So what problem could I possibly have with this admittedly slow trend in the right direction. Ultimately, all of these arguments are about what is obscene and what isn't, and it's a bit sickening to watch one book defending its freedom of expression by drawing a distinction between themselves and books that are really obscene. The argument completely buys into the idea that censorship of sexually explicit material is all right and throws many other people who's freedom of expression has been curtailed under the bus. And, yes, I know that laws change gradually and a lot of the practice of law is about making the argument that is practical rather than the argument that is ethical or right. That, more than anything, is probably what contributes to my feeling that the law is a dirty, shameful business all around.

I understand why things had to unfold the way they did.

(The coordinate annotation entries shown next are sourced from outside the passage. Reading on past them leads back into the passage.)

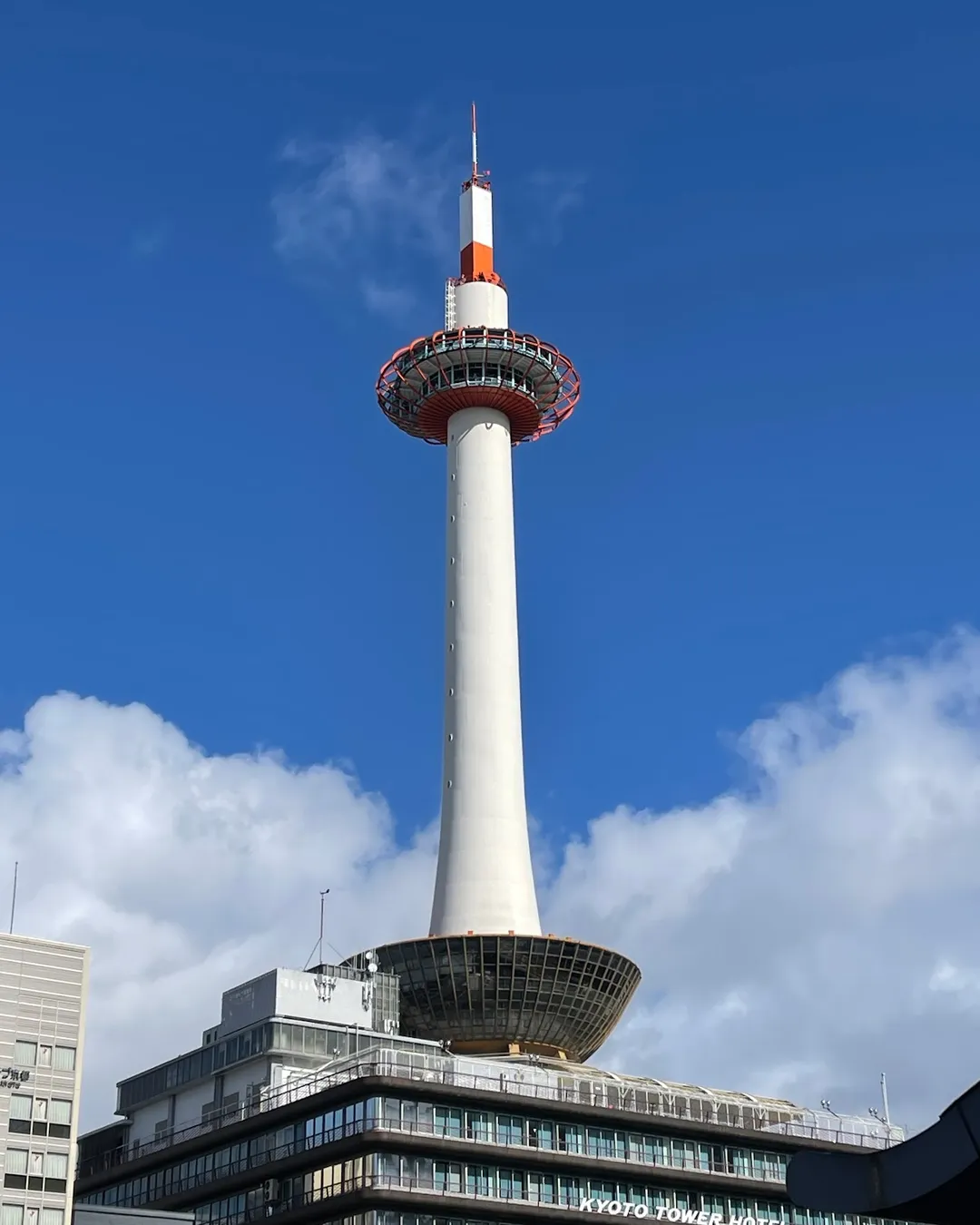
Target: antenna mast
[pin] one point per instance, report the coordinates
(320, 944)
(14, 898)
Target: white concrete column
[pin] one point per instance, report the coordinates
(484, 881)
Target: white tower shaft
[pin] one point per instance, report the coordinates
(484, 881)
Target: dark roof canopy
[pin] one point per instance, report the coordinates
(933, 1179)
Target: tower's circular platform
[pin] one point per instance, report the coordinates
(529, 381)
(503, 994)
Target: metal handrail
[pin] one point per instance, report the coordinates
(267, 1157)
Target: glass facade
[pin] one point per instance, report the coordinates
(516, 1131)
(392, 1171)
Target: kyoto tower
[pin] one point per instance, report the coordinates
(486, 980)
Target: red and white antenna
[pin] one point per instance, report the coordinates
(476, 297)
(473, 124)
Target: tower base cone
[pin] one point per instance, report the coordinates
(510, 994)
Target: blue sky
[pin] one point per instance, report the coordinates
(755, 228)
(756, 233)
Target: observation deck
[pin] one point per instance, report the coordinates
(485, 994)
(529, 381)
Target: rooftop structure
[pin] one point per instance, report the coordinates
(486, 977)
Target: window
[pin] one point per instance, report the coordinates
(447, 1121)
(64, 1060)
(447, 1176)
(510, 1130)
(478, 1180)
(478, 1124)
(16, 1161)
(511, 1183)
(55, 1165)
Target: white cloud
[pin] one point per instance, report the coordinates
(365, 203)
(184, 872)
(795, 941)
(805, 937)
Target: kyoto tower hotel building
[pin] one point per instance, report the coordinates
(444, 1080)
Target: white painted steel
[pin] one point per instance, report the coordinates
(480, 304)
(475, 217)
(484, 879)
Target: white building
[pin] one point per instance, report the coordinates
(43, 989)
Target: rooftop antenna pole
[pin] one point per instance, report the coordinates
(320, 945)
(14, 899)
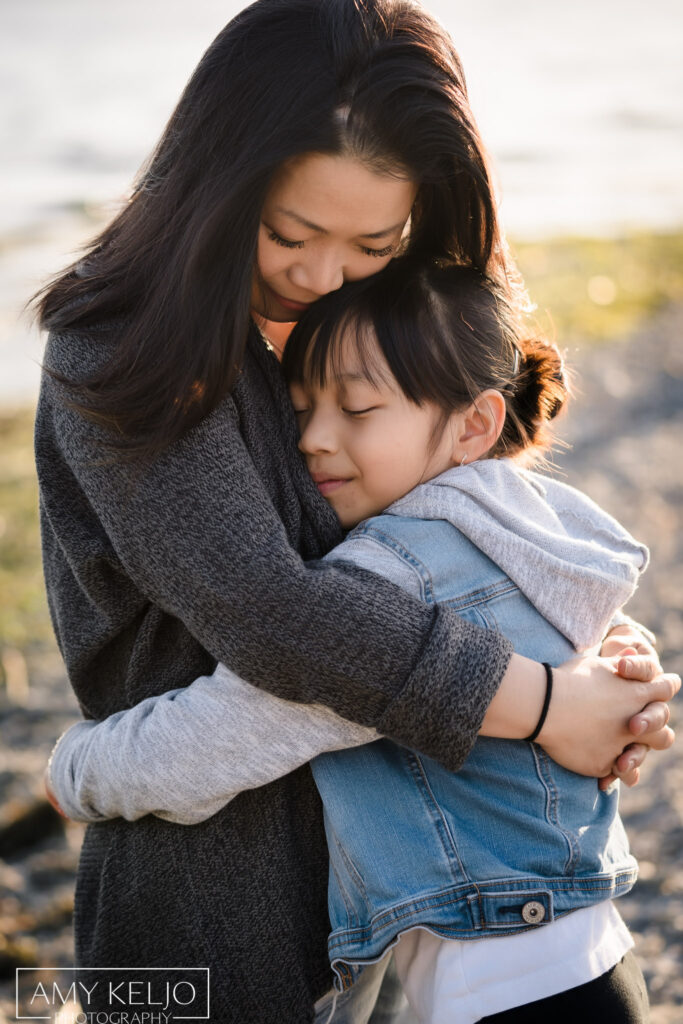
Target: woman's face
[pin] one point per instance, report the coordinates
(326, 220)
(366, 442)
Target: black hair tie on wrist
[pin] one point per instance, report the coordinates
(546, 704)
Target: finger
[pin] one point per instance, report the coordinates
(652, 718)
(627, 767)
(660, 740)
(632, 757)
(641, 667)
(663, 687)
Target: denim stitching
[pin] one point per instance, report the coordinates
(421, 570)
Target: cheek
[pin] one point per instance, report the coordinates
(270, 259)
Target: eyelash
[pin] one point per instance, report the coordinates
(288, 244)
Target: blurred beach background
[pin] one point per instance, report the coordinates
(581, 107)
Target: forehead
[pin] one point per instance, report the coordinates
(347, 355)
(340, 195)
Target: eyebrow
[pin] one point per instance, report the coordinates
(324, 230)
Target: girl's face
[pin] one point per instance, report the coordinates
(326, 220)
(366, 443)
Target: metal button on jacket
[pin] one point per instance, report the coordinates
(534, 912)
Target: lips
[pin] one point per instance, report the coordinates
(295, 306)
(327, 484)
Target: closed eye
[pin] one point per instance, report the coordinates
(378, 252)
(287, 243)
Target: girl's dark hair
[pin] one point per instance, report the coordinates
(447, 333)
(375, 79)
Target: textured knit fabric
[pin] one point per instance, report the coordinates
(157, 570)
(165, 757)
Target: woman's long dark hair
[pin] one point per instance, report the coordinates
(378, 80)
(446, 333)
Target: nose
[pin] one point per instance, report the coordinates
(317, 434)
(319, 272)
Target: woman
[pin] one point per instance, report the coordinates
(177, 512)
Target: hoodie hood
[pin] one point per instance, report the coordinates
(572, 561)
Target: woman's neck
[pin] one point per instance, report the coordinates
(274, 333)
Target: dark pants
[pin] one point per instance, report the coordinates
(619, 996)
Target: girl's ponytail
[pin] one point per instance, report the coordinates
(538, 392)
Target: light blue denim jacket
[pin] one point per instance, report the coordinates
(510, 842)
(513, 840)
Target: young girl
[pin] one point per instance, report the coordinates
(419, 400)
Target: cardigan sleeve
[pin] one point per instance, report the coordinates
(197, 535)
(185, 754)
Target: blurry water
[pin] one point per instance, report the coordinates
(580, 103)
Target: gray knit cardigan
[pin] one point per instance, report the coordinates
(156, 571)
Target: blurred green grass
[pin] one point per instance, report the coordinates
(587, 291)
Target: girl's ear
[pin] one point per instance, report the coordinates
(479, 427)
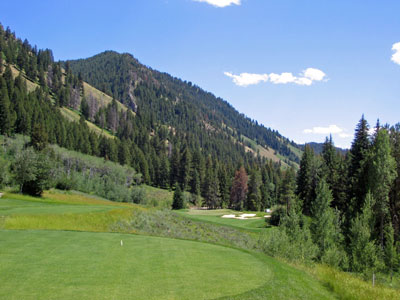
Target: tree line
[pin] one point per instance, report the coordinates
(343, 210)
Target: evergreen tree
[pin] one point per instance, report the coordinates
(363, 250)
(32, 172)
(382, 172)
(239, 189)
(325, 227)
(254, 192)
(85, 108)
(307, 179)
(185, 168)
(391, 257)
(5, 110)
(358, 169)
(287, 196)
(178, 198)
(334, 174)
(39, 137)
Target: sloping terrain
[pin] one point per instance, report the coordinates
(81, 263)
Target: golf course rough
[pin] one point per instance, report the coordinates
(63, 265)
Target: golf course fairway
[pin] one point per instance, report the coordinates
(81, 265)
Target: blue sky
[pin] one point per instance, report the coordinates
(305, 68)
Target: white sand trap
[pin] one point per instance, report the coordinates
(248, 215)
(229, 216)
(241, 217)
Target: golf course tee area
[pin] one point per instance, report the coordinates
(73, 245)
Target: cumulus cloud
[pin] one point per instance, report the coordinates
(344, 135)
(220, 3)
(396, 54)
(307, 77)
(325, 130)
(246, 79)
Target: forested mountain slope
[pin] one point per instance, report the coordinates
(170, 131)
(173, 102)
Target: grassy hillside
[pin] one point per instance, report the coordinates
(89, 265)
(82, 263)
(74, 116)
(102, 98)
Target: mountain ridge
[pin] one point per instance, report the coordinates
(131, 82)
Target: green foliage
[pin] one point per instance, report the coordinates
(4, 165)
(325, 228)
(39, 138)
(307, 179)
(239, 189)
(278, 213)
(32, 171)
(253, 201)
(292, 241)
(364, 254)
(382, 172)
(178, 199)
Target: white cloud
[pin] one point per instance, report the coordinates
(307, 77)
(344, 135)
(220, 3)
(396, 54)
(324, 130)
(246, 79)
(282, 78)
(314, 74)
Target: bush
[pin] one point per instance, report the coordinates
(277, 215)
(178, 199)
(138, 195)
(66, 183)
(32, 171)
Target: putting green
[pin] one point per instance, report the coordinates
(83, 265)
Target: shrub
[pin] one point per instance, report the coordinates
(138, 195)
(277, 215)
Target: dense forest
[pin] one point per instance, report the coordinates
(181, 149)
(343, 210)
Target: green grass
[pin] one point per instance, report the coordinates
(214, 216)
(88, 261)
(65, 265)
(73, 116)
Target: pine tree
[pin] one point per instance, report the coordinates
(358, 169)
(39, 137)
(254, 192)
(382, 172)
(239, 189)
(307, 179)
(5, 111)
(178, 198)
(212, 194)
(325, 227)
(334, 175)
(390, 250)
(363, 251)
(85, 108)
(185, 168)
(287, 196)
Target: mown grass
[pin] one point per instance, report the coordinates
(65, 265)
(74, 117)
(61, 264)
(350, 287)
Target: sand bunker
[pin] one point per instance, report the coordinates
(241, 217)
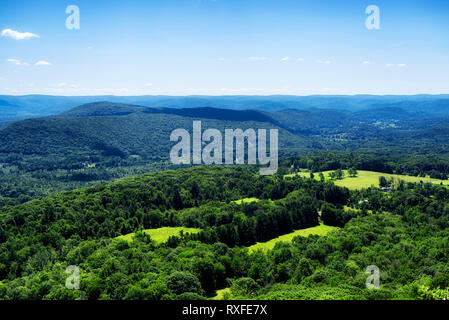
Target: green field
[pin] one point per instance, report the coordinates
(365, 179)
(246, 200)
(161, 235)
(320, 230)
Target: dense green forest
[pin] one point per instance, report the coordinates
(404, 233)
(103, 141)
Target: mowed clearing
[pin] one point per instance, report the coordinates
(366, 179)
(161, 235)
(320, 230)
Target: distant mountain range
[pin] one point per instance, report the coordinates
(104, 129)
(29, 106)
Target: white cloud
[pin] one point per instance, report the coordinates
(18, 35)
(67, 85)
(42, 63)
(17, 62)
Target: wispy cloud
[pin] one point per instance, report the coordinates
(17, 62)
(42, 63)
(67, 85)
(18, 35)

If lawyers for Ulysses had chosen not to argue that Ulysses should be decriminalized because it had artistic merit, and had instead argued that all sexual content should be protected by freedom of speech (including gay, sadomasochistic erotic novels, for example) a 1933 judge would have laughed them out of the courtroom and the Comstock Laws would still be in effect. I'm not saying that anyone should have done anything differently. I'm just saying that such a calculating and cowardly strategy doesn't deserve to be celebrated quite so much. We eventually got where we needed to go but a lot of innocent writers, artists, publishers and merchants had to go to jail in the meantime.